Don’t let the Tories recover!

Submitted by Matthew on 4 May, 2016 - 11:27 Author: Editorial

A rising mood that cuts are not inevitable, a rising anger against economic inequality, and a rising confidence that alternatives are possible, has damaged the Tories in recent months.

Ian Duncan Smith resigned, demagogically spilling the truth that the Tories have been victimising the worst-off to benefit the rich. That was one of the side-products of the Tories’ splits over Europe, which have seen Tory right-wingers suddenly “discovering” that the NHS is underfunded and suggesting Britain’s EU budget contributions could fill the gap.

The Tories were forced to retreat on disabled benefits. The Panama Papers and George Osborne’s welcome for Google’s token tax payoff have shown that they represent and serve a system of squeezing the maximum out of working-class effort and siphoning it off to tax havens. Now the Tories hope to recover some poise from the 5 May elections.
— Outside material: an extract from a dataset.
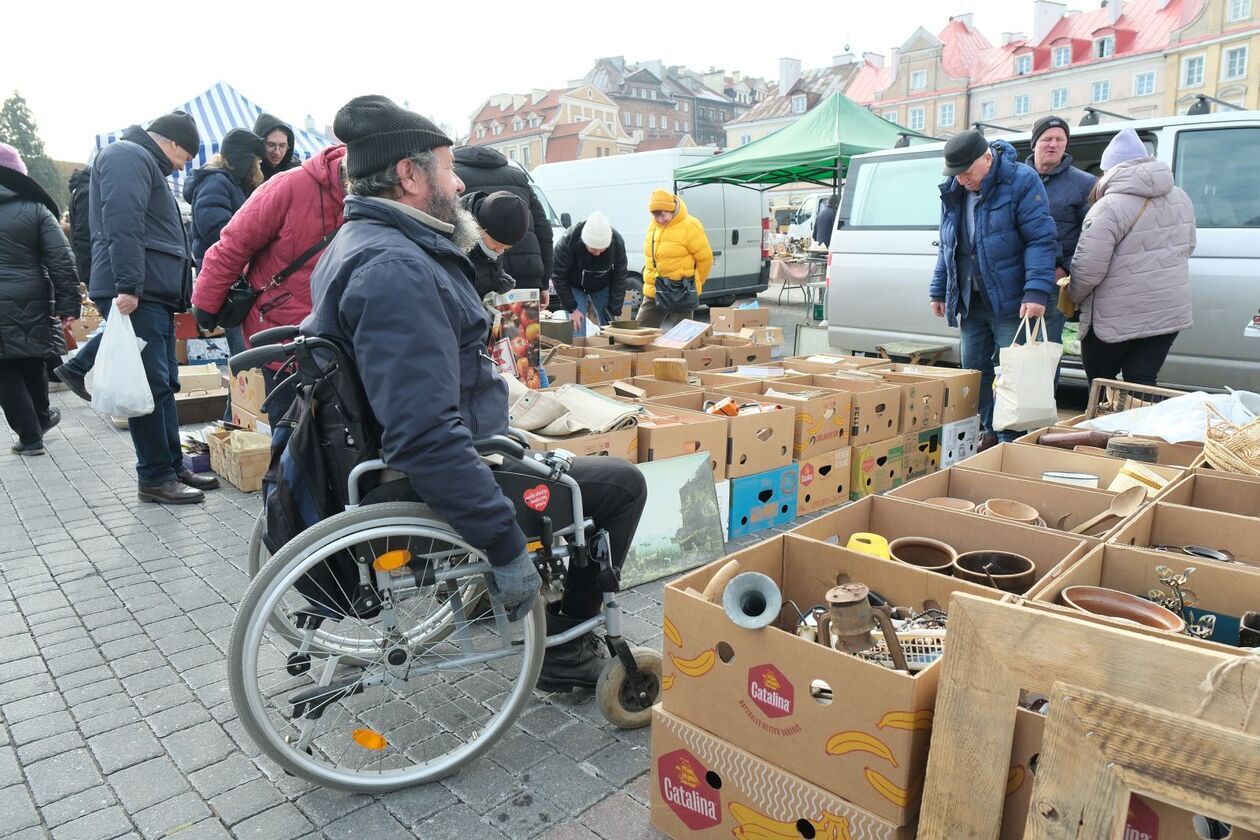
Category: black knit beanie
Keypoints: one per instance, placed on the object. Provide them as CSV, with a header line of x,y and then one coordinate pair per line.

The Tories have been helped by the crass and insulting anti-semitic words said, and reaffirmed, and reaffirmed again by Ken Livingstone in three radio interviews on 28 April, and the storm they have provoked. Labour needs to deal with anti-semitism, including the anti-semitism which thinks of itself as left-wing. The labour movement can defeat the attempts of the Tories and the Labour right to use this issue not by denying it, but only by dealing with it. To deal with the issue, we need a lively, open, thinking labour movement. The last thing we want is a cowed, silent labour movement, reduced to carping at the Tories about details. The last thing we want is to allow the Labour right to use a bad election result on 5 May to launch a coup against Jeremy Corbyn and start to return the Labour Party to the numbed and gutted conditions it was in under Blair and Brown. After those numbed and gutted years, the labour movement needs a thorough self-renewal, to restore its democratic life, to regain its confidence, to repair its ability to fight, to make it capable of developing and winning people to social and not just administrative alternatives to Tory policies.
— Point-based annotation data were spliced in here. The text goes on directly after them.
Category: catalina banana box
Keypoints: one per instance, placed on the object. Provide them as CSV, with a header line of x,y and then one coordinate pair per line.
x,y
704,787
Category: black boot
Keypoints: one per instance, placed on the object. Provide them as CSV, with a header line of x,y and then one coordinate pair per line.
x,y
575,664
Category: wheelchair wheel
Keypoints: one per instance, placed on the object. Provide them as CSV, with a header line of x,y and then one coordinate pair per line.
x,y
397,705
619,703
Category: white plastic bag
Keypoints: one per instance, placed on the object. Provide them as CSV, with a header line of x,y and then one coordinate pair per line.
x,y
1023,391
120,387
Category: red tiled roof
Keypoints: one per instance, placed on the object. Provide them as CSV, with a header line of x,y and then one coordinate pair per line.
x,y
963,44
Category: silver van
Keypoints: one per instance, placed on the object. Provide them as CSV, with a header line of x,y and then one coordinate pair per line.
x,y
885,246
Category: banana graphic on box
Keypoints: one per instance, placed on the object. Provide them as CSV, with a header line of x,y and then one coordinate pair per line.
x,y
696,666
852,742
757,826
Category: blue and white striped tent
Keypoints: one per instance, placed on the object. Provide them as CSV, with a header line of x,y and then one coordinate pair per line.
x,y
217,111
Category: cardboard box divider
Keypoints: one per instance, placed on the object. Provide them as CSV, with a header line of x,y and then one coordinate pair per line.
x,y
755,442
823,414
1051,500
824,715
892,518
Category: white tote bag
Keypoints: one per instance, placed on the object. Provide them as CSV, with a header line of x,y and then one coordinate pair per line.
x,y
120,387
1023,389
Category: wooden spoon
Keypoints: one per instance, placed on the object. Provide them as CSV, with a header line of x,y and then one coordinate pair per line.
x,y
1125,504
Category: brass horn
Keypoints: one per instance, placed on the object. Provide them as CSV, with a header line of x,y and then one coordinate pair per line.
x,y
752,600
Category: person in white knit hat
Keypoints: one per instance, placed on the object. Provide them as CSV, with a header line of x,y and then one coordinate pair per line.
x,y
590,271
That was never going to be an easy, straight-line process. It requires reinstating the ideas of socialism and working-class solidarity in a culture where they have been marginalised and smeared for decades, where even the new Labour leaders rarely dare utter the word “socialism” — and where, as we’ve seen, many of the well-known people who proclaim themselves “left”, like Livingstone, are irresponsible demagogues.
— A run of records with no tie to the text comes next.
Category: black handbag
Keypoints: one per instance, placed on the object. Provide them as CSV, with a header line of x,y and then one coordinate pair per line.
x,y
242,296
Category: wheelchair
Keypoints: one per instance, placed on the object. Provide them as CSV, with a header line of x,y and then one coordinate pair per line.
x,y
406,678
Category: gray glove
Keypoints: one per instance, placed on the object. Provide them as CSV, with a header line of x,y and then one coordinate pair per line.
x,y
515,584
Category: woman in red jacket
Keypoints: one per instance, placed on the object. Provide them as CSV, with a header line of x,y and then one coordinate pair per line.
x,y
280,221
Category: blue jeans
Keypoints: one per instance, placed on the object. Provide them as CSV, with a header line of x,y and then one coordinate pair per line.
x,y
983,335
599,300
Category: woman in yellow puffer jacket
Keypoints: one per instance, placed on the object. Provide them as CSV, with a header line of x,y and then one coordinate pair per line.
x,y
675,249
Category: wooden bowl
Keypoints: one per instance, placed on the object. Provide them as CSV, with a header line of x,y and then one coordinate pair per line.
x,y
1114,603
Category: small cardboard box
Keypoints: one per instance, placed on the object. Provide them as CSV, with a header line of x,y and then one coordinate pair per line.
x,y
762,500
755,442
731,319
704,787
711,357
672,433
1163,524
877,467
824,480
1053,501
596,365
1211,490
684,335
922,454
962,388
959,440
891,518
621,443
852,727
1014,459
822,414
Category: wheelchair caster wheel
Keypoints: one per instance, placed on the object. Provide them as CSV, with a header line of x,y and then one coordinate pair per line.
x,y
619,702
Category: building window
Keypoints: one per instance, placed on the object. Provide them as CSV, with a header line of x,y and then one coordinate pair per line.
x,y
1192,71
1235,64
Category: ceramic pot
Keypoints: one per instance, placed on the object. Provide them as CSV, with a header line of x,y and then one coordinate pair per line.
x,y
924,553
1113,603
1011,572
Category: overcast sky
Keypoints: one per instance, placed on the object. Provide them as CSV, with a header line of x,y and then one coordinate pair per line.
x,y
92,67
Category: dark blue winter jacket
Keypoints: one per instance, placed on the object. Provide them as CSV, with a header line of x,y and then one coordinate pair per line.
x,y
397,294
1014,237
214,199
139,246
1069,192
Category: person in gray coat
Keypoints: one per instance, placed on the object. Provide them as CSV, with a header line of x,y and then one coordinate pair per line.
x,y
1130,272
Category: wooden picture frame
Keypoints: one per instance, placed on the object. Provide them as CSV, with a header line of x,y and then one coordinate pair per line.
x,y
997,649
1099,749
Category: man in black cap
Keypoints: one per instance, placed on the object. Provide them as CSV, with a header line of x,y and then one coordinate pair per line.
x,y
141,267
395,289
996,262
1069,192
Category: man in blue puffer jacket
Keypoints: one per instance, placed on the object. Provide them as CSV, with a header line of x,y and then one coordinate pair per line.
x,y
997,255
The Tories are chopping the NHS to bits by marketisation and by (as they say themselves) treating the junior doctors as the equivalent for 2016 of the miners in 1984-5 — “the enemy within”. They are recreating the slum landlords, by trying to trash social housing and driving millions into private renting with minimal tenant rights. They are cutting benefits for the worst-off, and especially for the disabled, while giving tax cuts to the rich. They are squeezing local public services to extinction. They are trying, with the Trade Union Bill, effectively to outlaw large strikes by public service workers, and to cripple unions’ political activity. They plan to drive all schools into a quasi-market system where entrepreneur-profiteer head teachers compete with each other to siphon off government funds, local cooperation and democratic control are annihilated, and teacher qualifications become a matter of a head teacher’s say-so. They demonise migrants, and respond to the millions fleeing Syria’s war and other calamities with smug meanness that would shame the openly chauvinist governments of Eastern Europe. Their conflicts among themselves over the EU are between vicious alternatives. Some want to make Britain “like Albania” (as Michael Gove said: a Wild West offshore capitalism, rejecting even the modest regulation won in the EU, and hard-faced against migrants). Others think that trade interests compel them to tolerate some social regulation and some migration, but want to minimise them. Both wings are equally hostile to building on the existing botched, bureaucratic, capitalist European half-unity to move forward to reduced borders and to level up socially across the continent.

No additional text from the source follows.